Universities are breaking ranks as they face threats to their autonomy in theshape of new quality and teaching regimes. Alison Utley and Tony Tysome report.
THE launch of the Institute for Learning and Teaching is becoming inextricably linked with concerns over bureaucratic meddling in the business of universities and the new proposals from the Quality Assurance Agency.
The fears may be due partly to unfortunate timing but there is a perceived overlap in aims. It seems that everyone, including the funding council, is now setting and improving standards of teaching in higher education.
Roger King, chair of the ILT's planning group, said that in ten years' time this will be seen as a defining year for university teaching. His aim is to establish a scholarly professional body conceived and owned by its members. It would be separate from the QAA and the government, he said, and the governance and activities of the ILT would be entirely distinct.
This will be a relief to the likes of Lewis Elton, professor of higher education at University College London, who sees the QAA's "sledge-hammer" approach leading to a compliance that the more traditional universities are refusing to tolerate.
"The traditionalists do have a very serious point here because the QAA is not the right way to improve teaching," he said.
"Universities must develop their own strategies for making teaching more transparent and record achievements for the benefit of students and employers. That is a job that the ILT can help them with. On no account must it be seen to be doing the dirty work of the QAA, however, because that will be the death of the institute."
The institute is concentrating on setting up an accreditation framework that will appeal to older universities as well as the newer teaching-led institutions as a national standard. The difficulty to be overcome is that many of the traditional universities, in contrast to their newer counterparts, believe mastery of a subject enables an academic to teach.

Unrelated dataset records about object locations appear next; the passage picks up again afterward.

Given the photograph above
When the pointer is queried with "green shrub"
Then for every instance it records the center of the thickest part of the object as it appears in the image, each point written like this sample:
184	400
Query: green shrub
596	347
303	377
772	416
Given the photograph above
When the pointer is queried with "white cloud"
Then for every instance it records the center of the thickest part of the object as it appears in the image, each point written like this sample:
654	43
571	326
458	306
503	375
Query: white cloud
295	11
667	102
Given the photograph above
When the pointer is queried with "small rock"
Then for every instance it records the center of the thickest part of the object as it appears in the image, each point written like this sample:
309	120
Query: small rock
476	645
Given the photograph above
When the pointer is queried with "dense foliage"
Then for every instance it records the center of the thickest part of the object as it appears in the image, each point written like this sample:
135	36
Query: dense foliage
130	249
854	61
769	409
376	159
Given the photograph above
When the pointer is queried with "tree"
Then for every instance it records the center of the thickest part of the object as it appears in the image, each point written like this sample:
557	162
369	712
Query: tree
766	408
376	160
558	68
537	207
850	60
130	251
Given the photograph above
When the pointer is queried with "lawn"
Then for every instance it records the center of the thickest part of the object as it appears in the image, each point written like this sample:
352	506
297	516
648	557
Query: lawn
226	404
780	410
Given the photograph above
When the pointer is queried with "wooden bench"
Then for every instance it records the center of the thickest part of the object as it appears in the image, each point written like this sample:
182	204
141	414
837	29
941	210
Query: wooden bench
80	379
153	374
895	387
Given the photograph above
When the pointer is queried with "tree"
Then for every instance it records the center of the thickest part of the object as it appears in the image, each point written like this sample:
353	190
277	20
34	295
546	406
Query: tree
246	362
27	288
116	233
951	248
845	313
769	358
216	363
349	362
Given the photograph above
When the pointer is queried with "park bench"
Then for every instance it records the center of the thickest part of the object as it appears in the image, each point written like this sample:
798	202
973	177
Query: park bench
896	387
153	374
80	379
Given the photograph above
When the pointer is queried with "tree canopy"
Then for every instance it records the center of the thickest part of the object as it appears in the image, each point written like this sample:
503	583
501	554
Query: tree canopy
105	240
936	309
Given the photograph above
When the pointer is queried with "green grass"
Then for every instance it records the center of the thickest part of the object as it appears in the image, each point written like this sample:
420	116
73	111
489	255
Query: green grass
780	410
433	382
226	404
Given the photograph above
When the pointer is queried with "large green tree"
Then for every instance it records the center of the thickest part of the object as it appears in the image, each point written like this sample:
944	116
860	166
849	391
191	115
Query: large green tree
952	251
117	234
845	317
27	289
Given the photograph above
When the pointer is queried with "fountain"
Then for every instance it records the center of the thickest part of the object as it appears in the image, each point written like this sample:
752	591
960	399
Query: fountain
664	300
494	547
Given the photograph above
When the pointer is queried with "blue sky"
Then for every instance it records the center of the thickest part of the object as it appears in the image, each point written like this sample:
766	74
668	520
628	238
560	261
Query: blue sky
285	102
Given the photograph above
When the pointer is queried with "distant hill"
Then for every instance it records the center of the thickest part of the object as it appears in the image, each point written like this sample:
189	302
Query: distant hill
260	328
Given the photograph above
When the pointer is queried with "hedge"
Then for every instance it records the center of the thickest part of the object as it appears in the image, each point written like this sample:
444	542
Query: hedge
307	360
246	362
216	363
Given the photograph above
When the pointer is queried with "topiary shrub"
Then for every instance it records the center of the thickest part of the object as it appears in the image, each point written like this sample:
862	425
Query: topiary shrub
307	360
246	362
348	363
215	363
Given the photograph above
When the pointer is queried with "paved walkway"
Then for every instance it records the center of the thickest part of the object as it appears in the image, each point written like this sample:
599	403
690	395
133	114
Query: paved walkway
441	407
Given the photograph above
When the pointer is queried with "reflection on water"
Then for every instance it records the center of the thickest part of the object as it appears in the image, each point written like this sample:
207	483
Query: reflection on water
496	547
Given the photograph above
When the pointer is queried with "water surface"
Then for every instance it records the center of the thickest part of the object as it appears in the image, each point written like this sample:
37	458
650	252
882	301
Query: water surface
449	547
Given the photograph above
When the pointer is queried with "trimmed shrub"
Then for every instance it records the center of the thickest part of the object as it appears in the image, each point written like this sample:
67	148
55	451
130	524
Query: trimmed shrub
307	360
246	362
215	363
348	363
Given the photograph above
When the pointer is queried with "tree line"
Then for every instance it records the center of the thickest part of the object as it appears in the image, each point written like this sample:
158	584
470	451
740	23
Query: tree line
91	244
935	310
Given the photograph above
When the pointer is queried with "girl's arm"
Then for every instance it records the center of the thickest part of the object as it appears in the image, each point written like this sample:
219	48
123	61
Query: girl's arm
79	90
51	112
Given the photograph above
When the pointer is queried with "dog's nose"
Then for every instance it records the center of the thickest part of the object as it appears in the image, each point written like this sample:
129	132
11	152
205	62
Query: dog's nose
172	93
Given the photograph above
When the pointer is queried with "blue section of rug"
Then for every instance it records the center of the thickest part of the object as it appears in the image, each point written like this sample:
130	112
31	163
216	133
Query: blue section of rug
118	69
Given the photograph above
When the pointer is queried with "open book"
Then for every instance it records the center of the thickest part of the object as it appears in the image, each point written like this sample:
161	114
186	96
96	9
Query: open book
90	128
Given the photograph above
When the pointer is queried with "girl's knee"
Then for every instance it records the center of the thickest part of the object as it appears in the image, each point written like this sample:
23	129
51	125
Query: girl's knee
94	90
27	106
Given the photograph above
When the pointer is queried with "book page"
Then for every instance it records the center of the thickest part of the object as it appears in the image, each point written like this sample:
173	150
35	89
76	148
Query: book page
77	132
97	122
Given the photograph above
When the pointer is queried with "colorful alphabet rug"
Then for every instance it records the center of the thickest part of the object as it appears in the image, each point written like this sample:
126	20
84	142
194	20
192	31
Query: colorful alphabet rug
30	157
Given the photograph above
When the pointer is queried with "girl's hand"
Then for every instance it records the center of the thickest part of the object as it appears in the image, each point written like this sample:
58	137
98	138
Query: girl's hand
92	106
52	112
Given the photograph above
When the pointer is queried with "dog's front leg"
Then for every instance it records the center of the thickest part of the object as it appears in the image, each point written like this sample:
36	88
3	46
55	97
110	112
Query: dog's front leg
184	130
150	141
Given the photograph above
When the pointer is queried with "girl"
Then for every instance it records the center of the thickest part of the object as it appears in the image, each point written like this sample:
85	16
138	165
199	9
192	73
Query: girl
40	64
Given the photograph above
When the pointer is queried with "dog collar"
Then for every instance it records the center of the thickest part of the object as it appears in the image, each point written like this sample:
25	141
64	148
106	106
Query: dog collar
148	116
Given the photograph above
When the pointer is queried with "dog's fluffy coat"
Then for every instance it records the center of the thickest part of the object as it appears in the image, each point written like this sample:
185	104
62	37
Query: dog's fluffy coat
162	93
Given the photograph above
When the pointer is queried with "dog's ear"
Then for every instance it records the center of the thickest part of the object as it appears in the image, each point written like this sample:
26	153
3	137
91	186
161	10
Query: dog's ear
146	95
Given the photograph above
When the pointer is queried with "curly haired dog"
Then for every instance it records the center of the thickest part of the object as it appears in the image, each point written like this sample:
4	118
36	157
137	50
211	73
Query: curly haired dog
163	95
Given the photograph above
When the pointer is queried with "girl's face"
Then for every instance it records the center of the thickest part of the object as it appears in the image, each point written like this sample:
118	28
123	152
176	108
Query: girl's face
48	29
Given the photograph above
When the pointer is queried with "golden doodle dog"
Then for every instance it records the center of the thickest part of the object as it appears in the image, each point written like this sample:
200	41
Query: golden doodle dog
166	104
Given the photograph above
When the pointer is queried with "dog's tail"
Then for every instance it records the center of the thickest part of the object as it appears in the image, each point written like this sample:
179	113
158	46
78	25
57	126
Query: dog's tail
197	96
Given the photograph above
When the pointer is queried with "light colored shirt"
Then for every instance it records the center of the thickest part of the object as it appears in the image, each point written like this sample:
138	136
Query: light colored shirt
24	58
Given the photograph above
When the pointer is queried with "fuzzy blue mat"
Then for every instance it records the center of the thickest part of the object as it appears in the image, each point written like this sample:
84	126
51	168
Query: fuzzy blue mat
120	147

Professor King said: "Our approach to accreditation will be based on outcomes. It will not be a prescribed course but it will enable universities to tailor a programme of professional development according to their own mission."
Accreditation programmes must engage staff intellectually, he added. "They should not become a technical hoop to be jumped through just because they are a requirement." In the beginning the emphasis will probably be on persuading academics to gain accreditation to the institute. This might require 300 to 400 hours of training and reflection. Any mandatory licence to practise is still some way off although likely to become established eventually.
Professor King insists the idea is not a threat to universities' autonomy:
"We are trying to be responsive to this and our early voluntary approach should give us time to demonstrate our value," he said.
As regional consultations got under way this week, some questions were being answered.
But precisely how and where the institute will operate, and who will fund it, will not be known until consultants Coopers & Lybrand present their business plan in June.
There is a strong argument in favour of individual subscriptions as a key funding component, according to Professor King.
There would also be a good case for asking government for more money to support a research programme into learning and teaching in higher education that would underpin any accreditation framework. Talks were also being held with the research councils, the funding councils, and private and public-sector bodies.
"Accreditation requires resourcing at both central and institutional level," Professor King said.